If your organization is in the Intermittent or Engaged stage of the SEO maturity model, you are also likely to come across road blocks on your quest to implementing your SEO strategy.
Much like a sales executive, an in-house SEO will face “no” in many forms. Some common forms of “no” are:
- Lack of budget or resource bandwidth.
- Squeezed out of scope. Budget or resources have been allocated to other website features or promotional activities.
- An initial approval of the proposed recommendations but with stringent restrictions on how it can affect design or website architecture
So what is an SEO to do when you come across these scenarios?
Like a sales executive you address these objections and pursue it further. Breaking down the objections into the underlying issues.
Lack of Budget or Resources
Yes, it may be true that when taking this objection at face value, that your stakeholder may not have the budget or manpower to create a search engine friendly website. But much like a financial planner who has a client with a $1,200 annual Starbucks coffee habit that says they don’t have the $100/month to invest in their retirement, you can point out where they can realize savings to re-allocate that investment into something that can yield higher returns.
Squeezed Out of Scope
This pretty much boils down to prioritization & valuation. One area of the business (or website) is being valued much higher than the SEO recommendations that have been proposed. And in some cases rightly so. It’s not always all about SEO you know! You still have to create a compelling website.
Your job is to put this prioritization in context and provide a crystal clear understanding of what your stakeholders are gaining vs what they are giving up. No magic bullet here. Just plain ROI analysis. What can help in this situation is to revisit your web metrics to determine if the feature that squeezed out SEO has been attempted before and to see how that impacted the business in the past.

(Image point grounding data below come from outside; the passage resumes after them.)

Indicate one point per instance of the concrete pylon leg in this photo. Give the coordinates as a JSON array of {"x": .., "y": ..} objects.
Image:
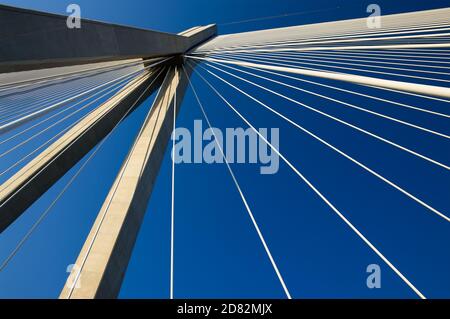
[
  {"x": 34, "y": 179},
  {"x": 101, "y": 265}
]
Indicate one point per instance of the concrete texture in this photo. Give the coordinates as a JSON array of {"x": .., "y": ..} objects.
[
  {"x": 36, "y": 40},
  {"x": 35, "y": 178},
  {"x": 104, "y": 257}
]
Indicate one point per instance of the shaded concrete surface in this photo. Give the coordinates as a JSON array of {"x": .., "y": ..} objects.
[
  {"x": 35, "y": 40},
  {"x": 35, "y": 178},
  {"x": 101, "y": 265}
]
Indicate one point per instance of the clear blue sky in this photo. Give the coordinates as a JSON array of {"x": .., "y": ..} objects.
[{"x": 217, "y": 251}]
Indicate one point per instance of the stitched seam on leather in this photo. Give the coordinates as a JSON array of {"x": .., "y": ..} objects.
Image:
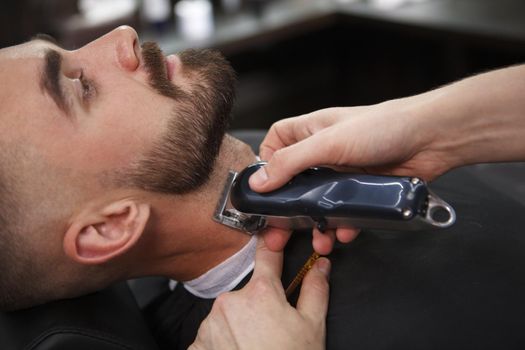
[{"x": 79, "y": 331}]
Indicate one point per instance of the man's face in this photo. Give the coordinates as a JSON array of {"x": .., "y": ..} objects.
[
  {"x": 109, "y": 104},
  {"x": 75, "y": 125}
]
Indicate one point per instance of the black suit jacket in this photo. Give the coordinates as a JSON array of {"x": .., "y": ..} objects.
[{"x": 459, "y": 288}]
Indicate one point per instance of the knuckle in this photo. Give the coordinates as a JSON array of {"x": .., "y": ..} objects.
[
  {"x": 261, "y": 286},
  {"x": 319, "y": 284}
]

Initial Approval with Stringent Restrictions
You may have come across this before. Yes, they agree with the SEO recommendations and the value it will bring, as long as it doesn’t change anything on the website. This type of speed bump is a signal that there is an opportunity to provide more training and promotion of what SEO is and why you are making certain recommendations. It boils down to getting back to basics and educating your stakeholders on the fundamentals of search engine technology and optimization so they can put your recommendations in context. It doesn’t have to be an overly technical session. But just enough so they can get the grasp of why you are making recommendations and the impact it will have on their business.

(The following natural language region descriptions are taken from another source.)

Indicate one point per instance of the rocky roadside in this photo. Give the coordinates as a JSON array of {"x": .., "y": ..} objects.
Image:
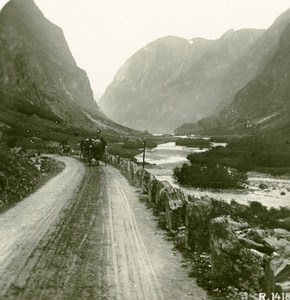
[
  {"x": 21, "y": 173},
  {"x": 236, "y": 251}
]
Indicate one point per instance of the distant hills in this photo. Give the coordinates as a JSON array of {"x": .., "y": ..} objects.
[
  {"x": 42, "y": 91},
  {"x": 264, "y": 103},
  {"x": 173, "y": 81}
]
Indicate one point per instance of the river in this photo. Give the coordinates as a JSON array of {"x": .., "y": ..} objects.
[{"x": 166, "y": 156}]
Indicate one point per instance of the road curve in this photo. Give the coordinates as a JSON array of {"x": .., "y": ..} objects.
[
  {"x": 23, "y": 226},
  {"x": 86, "y": 235}
]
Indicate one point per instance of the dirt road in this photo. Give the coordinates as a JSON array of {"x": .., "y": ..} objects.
[{"x": 86, "y": 235}]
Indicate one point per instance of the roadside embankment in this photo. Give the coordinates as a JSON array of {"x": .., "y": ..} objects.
[
  {"x": 236, "y": 249},
  {"x": 21, "y": 173}
]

With each objection is an opportunity to educate. Rarely have I come across a situation where a stakeholder doesn’t understand the concept that search engines are a major traffic channel. Faced with competing priorities, tight budgets and internal goals it’s easy to understand the challenge that many executives face when they are in these scenarios. But with the intent to collaborate and evolve, if you’re persistent and compelling enough, eventually those “no’s” will turn to “yes’s”.